Molloy pointed out another critical purpose for the widespread sharing of resources: to honor the best intentions of the patient.
“I think it’s also important to think about the definition of biobanks. These should not be museums where samples are archived. These are banks. The term bank implies an exchange where samples are deposited and then requested for access. I think it’s also important, therefore, for visibility of what’s in the bank," Molloy said. "Because the more visibility that there is, the more likely it is that that patient’s wish will be met. We think it’s inappropriate that some of these banks are kept less visible than perhaps they could be.”
Another aspect of medical research that has been accelerated by the pandemic is real-time clinical research and trials.
“It has made research more immediate. If you think about the volume of literature that has been published, used, reused over the last ten months. The amount that we have got to know in a shorter time, the speed at which we have collated and assimilated the research and science of the entire world, has been groundbreaking," Molloy said. "We’ve never seen turnaround in science like this ever before. Not just in our lifetimes, but in the history of science."
Real-world data (RWD), live primary and secondary data derived from heterogeneous patient populations in real-life settings, is used in patient surveys, observational cohort studies and some clinical trials. This is as opposed to data gleaned from a randomized, controlled trial.
The FDA, for example, uses RWD to conduct post-market monitoring of approved drugs for safety and adverse events. RWD can also lead to the consideration of marketed drugs for new indications, and allow clinicians to make treatment adjustments as new data comes in.

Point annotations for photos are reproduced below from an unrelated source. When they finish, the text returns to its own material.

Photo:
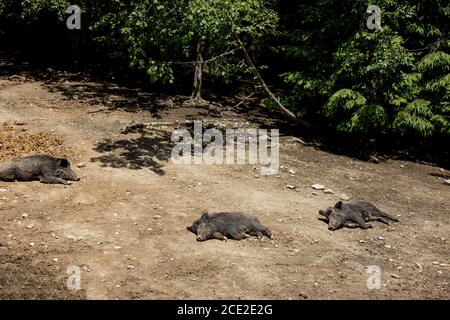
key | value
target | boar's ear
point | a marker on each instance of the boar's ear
(205, 216)
(63, 162)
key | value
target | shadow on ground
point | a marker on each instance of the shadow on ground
(147, 150)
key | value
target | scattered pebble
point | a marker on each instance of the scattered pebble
(345, 197)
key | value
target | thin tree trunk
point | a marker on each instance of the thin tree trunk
(198, 76)
(261, 80)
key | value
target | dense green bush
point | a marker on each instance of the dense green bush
(394, 80)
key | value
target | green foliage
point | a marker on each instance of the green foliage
(370, 82)
(170, 31)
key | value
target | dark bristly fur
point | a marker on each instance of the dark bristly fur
(353, 215)
(223, 225)
(43, 168)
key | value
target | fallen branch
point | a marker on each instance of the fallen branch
(261, 80)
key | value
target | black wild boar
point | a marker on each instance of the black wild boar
(353, 215)
(223, 225)
(44, 168)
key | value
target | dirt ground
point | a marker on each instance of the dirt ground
(124, 224)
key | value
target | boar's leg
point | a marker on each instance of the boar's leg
(351, 225)
(379, 219)
(52, 179)
(363, 225)
(219, 236)
(238, 235)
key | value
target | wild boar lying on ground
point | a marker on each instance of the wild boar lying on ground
(353, 215)
(43, 168)
(224, 225)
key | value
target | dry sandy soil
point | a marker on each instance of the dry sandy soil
(124, 224)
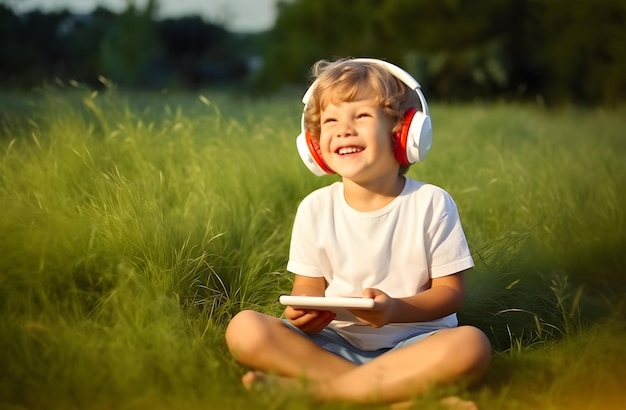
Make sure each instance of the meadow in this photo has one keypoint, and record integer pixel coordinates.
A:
(134, 225)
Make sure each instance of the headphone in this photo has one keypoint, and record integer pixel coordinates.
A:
(411, 143)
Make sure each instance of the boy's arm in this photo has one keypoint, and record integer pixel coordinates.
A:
(444, 297)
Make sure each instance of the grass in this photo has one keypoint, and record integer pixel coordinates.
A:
(133, 226)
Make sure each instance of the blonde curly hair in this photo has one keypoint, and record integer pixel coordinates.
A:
(347, 79)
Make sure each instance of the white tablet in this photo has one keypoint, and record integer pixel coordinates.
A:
(332, 304)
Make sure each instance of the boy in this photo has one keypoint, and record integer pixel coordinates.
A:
(376, 234)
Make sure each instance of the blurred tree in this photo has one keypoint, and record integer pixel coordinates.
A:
(32, 46)
(580, 46)
(130, 45)
(198, 53)
(460, 50)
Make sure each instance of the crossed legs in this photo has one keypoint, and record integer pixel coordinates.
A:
(266, 344)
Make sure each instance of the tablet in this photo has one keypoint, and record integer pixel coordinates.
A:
(332, 304)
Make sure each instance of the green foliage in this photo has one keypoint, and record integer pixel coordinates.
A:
(134, 226)
(463, 50)
(129, 45)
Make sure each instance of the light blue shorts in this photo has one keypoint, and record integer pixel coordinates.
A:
(330, 340)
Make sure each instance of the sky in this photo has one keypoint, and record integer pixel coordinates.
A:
(236, 15)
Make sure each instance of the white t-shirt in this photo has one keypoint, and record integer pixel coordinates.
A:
(397, 249)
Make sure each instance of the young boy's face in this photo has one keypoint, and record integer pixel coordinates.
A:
(356, 139)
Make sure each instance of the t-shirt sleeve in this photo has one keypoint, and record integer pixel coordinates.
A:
(448, 249)
(303, 250)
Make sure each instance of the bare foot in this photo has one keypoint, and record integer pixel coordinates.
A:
(448, 403)
(456, 403)
(257, 380)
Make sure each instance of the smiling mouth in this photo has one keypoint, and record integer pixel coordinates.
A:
(349, 150)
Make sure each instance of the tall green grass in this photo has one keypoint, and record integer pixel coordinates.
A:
(132, 227)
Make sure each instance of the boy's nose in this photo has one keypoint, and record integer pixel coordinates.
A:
(346, 130)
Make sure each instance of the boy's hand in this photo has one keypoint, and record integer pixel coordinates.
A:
(382, 312)
(308, 320)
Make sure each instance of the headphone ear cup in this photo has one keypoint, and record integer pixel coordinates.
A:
(311, 155)
(413, 140)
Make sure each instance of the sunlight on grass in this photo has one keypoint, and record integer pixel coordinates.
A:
(134, 226)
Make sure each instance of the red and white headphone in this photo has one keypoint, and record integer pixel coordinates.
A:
(411, 143)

Molloy believes real-world data is the future of clinical trials.
“The only way that patients can be recruited in clinical trials for COVID is using real-world data, and we have seen that done over the last ten months in a way that has crossed the Rubicon for clinical trials. The clinical trial market is about 64 billion and only 1.6 billion of it is in the area of real-world trials. Well, my goodness, look at what we’ve done with real-world trials in the last ten months,” said Molloy. “The entire pharma industry, I think, has recognized that the Rubicon has been crossed. That the importance, the immediacy, of trials necessary for COVID - where you have a transient population - is as applicable and as important with other diseases where real-world trials will become the gold standard.”